Bundle and presentation
AOpen's box art is kind of spooky rather than powerful. On a purely personal note, it reminds me of the devil's physical appearance in The Passion Of The Christ. AOpen also highlights the card's salient features, including 256MB of 1GHz-rated GDDR3 memory, AGP 8x interface, and NVIDIA's auto-overclocking support.
The back continues the spooky graphics theme. The packaging is very, very similar to the Ultra model's, but that's no real surprise given that companies rarely differentiated packaging on cards based around the same GPU.
It's prudent to pay careful attention to any card's bundle. NVIDIA's AIB partners' cards all look pretty similar, so a bundle, be it good, average or poor, can sway purchasing decisions in favour of one partner over another. The main manual, multilanguage in nature, devotes 14 scant pages to the English section, and it seems to cover a number of cards in brief detail. However, it does explain everything you need to know to get the card installed, both physically and driver-wise.
The driver CD covers all of AOpen's card range. It's also quite up-to-date; ForceWare 61.72 drivers are just over a month old. The main written manual is duplicated in pdf form. InterVideo's WinDVD4 (which is now 2 generations old) and WinRip are handy enough. AOpen's also bundled in a couple of retail games from JoWooD: Spellforce - The Order Of Dawn, and Arx Fatalis. Both seem to be reasonable titles.
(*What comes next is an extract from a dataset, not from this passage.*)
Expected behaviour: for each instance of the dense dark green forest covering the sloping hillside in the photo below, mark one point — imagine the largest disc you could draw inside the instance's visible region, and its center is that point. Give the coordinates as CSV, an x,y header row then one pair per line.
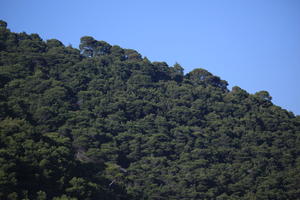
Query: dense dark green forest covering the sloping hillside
x,y
103,122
Not only that, there's also a further 5 'Lite' games for you to exercise your new card with. Kudos to AOpen for not skimping on this front. Hardware-wise, there's the needed DVI dongle and a short S-Video-to-RCA cable. AOpen should really have included the standard 6-foot RCA extension cable, too, as how is one supposed to connect the card up to a television?. Considering just how OEM-like recent card bundles have been, AOpen's is above average.